À l’Art nouveau va succéder le cubisme. Très présent en peinture, on ne connaît que peu de témoins architecturaux de ce style… et la plupart sont à Prague ! Caractérisé par un travail des formes géométriques et anguleuses, par l’éclatement de la forme et la décomposition de la façade en multiples facettes inclinées et saillantes, le cubisme étonne. C’est à Josef Chochol que l’on doit la façade cubiste de la « Maison pour trois familles » dans Vyšehrad, ainsi que la plupart des maisons édifiées en contrebas de la forteresse. Là, même les jardins sont tout en angles ! Mais la plus belle réalisation cubiste reste la maison à la Vierge Noire de Josef Gočár qui cherche à dramatiser la masse en créant un effet théâtral dans la disposition des volumes imposants fondus dans cette teinte rouge granuleuse. Un autre mouvement va faire une apparition éclair dans la cité praguoise : le rondocubisme, qui privilégie l’emploi des formes rondes et cylindriques et le recours aux couleurs nationales (rouge et blanc) comme dans la Banque des légions de Josef Gočár ou dans le palais d’Adria, qui alternent entre éléments Renaissance et jeux sur les couleurs et les formes géométriques. Mais ce style exaltant la nation tchèque sera bien vite écrasé par les Soviétiques qui veulent effacer toute trace de sentiment national.Fonctionnalisme et brutalisme
Dès la fin des années 1920, le fonctionnalisme se répand dans la ville. Influencé aussi bien par le Bauhaus que par les enseignements d’Otto Wagner, ce courant a pour seule devise : la forme suit la fonction. On rejette toute ornementation superflue et l’on privilégie les lignes épurées, la lumière naturelle et les matériaux de qualité tels le verre, l’acier ou le béton armé. Parmi les grands représentants de ce courant, notons l’immeuble Bata sur la place Venceslas avec ses bandes continues de panneaux vitrés ; les bâtiments de l’Institut des retraites de la place Winston Churchill avec leurs longs bandeaux horizontaux de fenêtres et leur façade recouverte de céramique pour résister aux vapeurs de la gare centrale voisine ; le palais Veletržní (palais des Foires) de Josef Fuchs et Oldrich Tyl, dont on admire la perfection des volumes et la pureté des formes, ou bien encore la Caisse des assurances sociales qui, avec ses treize étages, est souvent considérée comme le premier gratte-ciel de la ville. L’architecture fonctionnelle est également liée à la question de l’habitat individuel d’abord, puis collectif. En matière individuelle, le fonctionnalisme produit des villas étonnantes, comme dans le quartier de Villa Baba où trente-trois villas ont été imaginées par différents architectes. Toutes ont une identité propre, mais notons quelques caractéristiques communes : minimalisme décoratif, toits plats, saillies des balcons et des marquises, monochromie des façades (souvent blanche), grandes baies rectangulaires. On est ici dans l’idéal domestique de l’architecture progressiste. Ce concept d’habitat individuel sera poussé plus loin par Adolf Loos dans sa villa Müller dans le quartier de Střešovice où il met en pratique sa théorie du Raumplan. Pour lui, l’architecte conçoit d’abord de l’espace. Il s’agit d’agencer les volumes des différentes pièces d’une maison selon leur importance fonctionnelle et représentative. La villa se transforme ainsi en somme de cubes imbriqués reliés par des escaliers. La noblesse des matériaux fait, quant à elle, office d’ornementation. En matière d’habitat collectif, les architectes fonctionnalistes imaginent les « maisons communes », vision démocratique d’une architecture pensée pour tous où les cellules de logement individuel et d’équipements collectifs sont imbriquées les unes dans les autres.

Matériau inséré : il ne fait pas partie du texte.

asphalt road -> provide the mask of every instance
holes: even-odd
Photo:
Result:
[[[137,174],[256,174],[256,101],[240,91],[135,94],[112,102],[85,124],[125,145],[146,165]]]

Après-guerre, ces principes fonctionnalistes, notamment en matière d’habitat collectif, seront très largement repris par les Soviétiques, mais avec moins de souci esthétique. Entre 1948 et 1989, la ville va se doter de grands ensembles massifs réalisés avec des matériaux bon marché et préfabriqués, comme sur les plateaux autour de la ville. Souvent isolés, certains de ces ensembles sont malgré tout reliés au centre par le métro qui fait son apparition, grâce à un partenariat entre la Tchécoslovaquie et l’URSS, avec la création de la station Moskeveska (aujourd’hui station Andel), exacte réplique d’une station russe. Dans les années 1950, le réalisme socialiste est employé dans des constructions monumentales tout à la gloire du régime, comme avec l’hôtel International à Djevice, qui rappelle les gratte-ciel staliniens moscovites. À partir des années 1970, c’est le brutalisme qui se développe avec des structures en béton brut qui laissent apparaître les tuyaux et conduites à l’extérieur des édifices. Parmi les réalisations étonnantes des années 1970 et 1980, notons la tour du château d’eau de Karel Hubáček et Zdeněk Partman, l’architecture high-tech de la tour de transmission de Žižkov, haute de 216 m, ou bien la Nová scéna de Karel Prager, élégant écrin en brique de verre (4 306 au total !) qui répond au Théâtre national dont elle est le prolongement.
Depuis 1990
La réalisation emblématique du début des années 1990 est la « Maison qui danse » de Frank Gehry et Vlado Milunić. Rebaptisé « Ginger et Fred » par les Praguois, cet immeuble a défrayé la chronique par son association de deux édifices, l’un en verre, l’autre en béton, qui semblent danser comme emportés dans un mouvement d’ondulation. L’autre grand architecte à être intervenu à Prague est Jean Nouvel. On lui doit l’élégant immeuble Zlatý Anděl dont les courbes semblent suivre celles du tracé de la route. Il avait également pour projet la réhabilitation du quartier de Smíchov d’où il voulait créer une ligne de contemplation horizontale sur la ville et son patrimoine, mais ce vaste projet urbanistique n’a pas été réalisé… pour l’instant ! La réhabilitation de la gare Masaryk a été confiée au célèbre studio de Zaha Hadid, et tout autour, un tout nouveau quartier d’affaires va être créé sur les vestiges d’anciennes friches industrielles. Mais loin de tous ces projets pharaoniques, les architectes praguois cherchent surtout aujourd’hui à concilier développement économique et sauvegarde du patrimoine en privilégiant les techniques artisanales et les matériaux nobles, le plus possible locaux. Ils se placent ainsi en directs héritiers de Jože Plečnik, architecte du château de Prague de 1911 à 1935, qui imagina une architecture épurée, entre histoire et modernité.